January 15, 2026
Who Is Legally Responsible for Cleanup After a Death in a Texas Home
The single most common misunderstanding we encounter is the belief that someone official handles the cleanup. They do not. When a death occurs in a home, a clear sequence unfolds, and at the end of it the biological cleanup falls on the property owner.
What law enforcement and the medical examiner do
Police secure the scene and document evidence. In Harris County, the Institute of Forensic Sciences (the medical examiner's office) takes custody of the body and conducts any required examination. Neither of these agencies cleans anything. Their job ends when they release the scene, and that release is the moment cleanup responsibility transfers.
For a death investigated as a potential crime, this release can take anywhere from a few hours to two or three days depending on the complexity of the investigation. For an unattended natural death, release comes faster once identification and cause are established.
Why the responsibility lands on the property owner
Texas treats blood and bodily fluids as a regulated biohazard. Once the scene is released, the structure and everything in it belong to the property owner or, in a rental, the landlord. There is no public agency that absorbs the cost or the labor of remediation. If the deceased was a tenant, the property owner inherits the obligation regardless of who caused the situation.

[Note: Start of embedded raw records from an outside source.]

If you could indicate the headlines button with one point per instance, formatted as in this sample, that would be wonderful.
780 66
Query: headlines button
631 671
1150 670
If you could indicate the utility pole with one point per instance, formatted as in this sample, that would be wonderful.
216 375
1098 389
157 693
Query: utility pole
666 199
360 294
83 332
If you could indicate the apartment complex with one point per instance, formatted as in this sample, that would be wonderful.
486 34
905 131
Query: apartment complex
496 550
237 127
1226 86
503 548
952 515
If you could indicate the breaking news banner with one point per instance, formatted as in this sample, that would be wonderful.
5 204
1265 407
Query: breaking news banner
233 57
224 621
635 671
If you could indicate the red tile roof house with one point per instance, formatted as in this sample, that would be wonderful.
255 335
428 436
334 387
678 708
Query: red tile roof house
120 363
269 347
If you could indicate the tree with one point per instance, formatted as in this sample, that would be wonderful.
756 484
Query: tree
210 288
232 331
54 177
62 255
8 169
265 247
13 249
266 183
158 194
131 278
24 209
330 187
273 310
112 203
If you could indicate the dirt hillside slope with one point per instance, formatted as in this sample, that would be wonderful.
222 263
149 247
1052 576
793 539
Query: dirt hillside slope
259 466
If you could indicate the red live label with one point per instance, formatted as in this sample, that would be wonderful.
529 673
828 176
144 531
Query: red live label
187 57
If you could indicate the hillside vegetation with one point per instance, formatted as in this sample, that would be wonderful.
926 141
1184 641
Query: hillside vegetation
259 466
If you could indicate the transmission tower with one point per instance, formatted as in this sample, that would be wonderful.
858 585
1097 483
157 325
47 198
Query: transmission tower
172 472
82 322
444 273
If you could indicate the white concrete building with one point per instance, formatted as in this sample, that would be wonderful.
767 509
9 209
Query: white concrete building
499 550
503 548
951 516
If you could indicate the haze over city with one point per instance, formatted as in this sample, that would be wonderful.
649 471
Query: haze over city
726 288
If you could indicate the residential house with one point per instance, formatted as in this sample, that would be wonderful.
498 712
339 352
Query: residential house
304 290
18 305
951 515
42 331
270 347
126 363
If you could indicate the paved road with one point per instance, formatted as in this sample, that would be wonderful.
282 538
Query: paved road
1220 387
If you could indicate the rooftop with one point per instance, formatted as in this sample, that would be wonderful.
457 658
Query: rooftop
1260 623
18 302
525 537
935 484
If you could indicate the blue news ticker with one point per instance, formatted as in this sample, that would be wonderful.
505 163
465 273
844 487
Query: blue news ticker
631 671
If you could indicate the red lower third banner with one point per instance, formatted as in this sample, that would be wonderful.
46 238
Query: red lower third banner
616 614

This is also why general cleaning companies decline these jobs. Remediation of bloodborne pathogens falls under OSHA 1910.1030, which requires specific training, containment, and disposal procedures that standard janitorial crews are not equipped or licensed to perform.
What this means practically in the Houston metro
Once the scene is released, the owner needs to hire a licensed biohazard remediation contractor. In most cases homeowners insurance covers the remediation, and a contractor who handles direct insurance billing can keep the owner from paying out of pocket. The faster remediation begins, the less biological material penetrates flooring and subfloor. That penetration drives both the cost and the chance of full structural recovery.
If you are facing this situation, do not clean the area yourself. Secure the space, keep others out, and call a certified remediation team.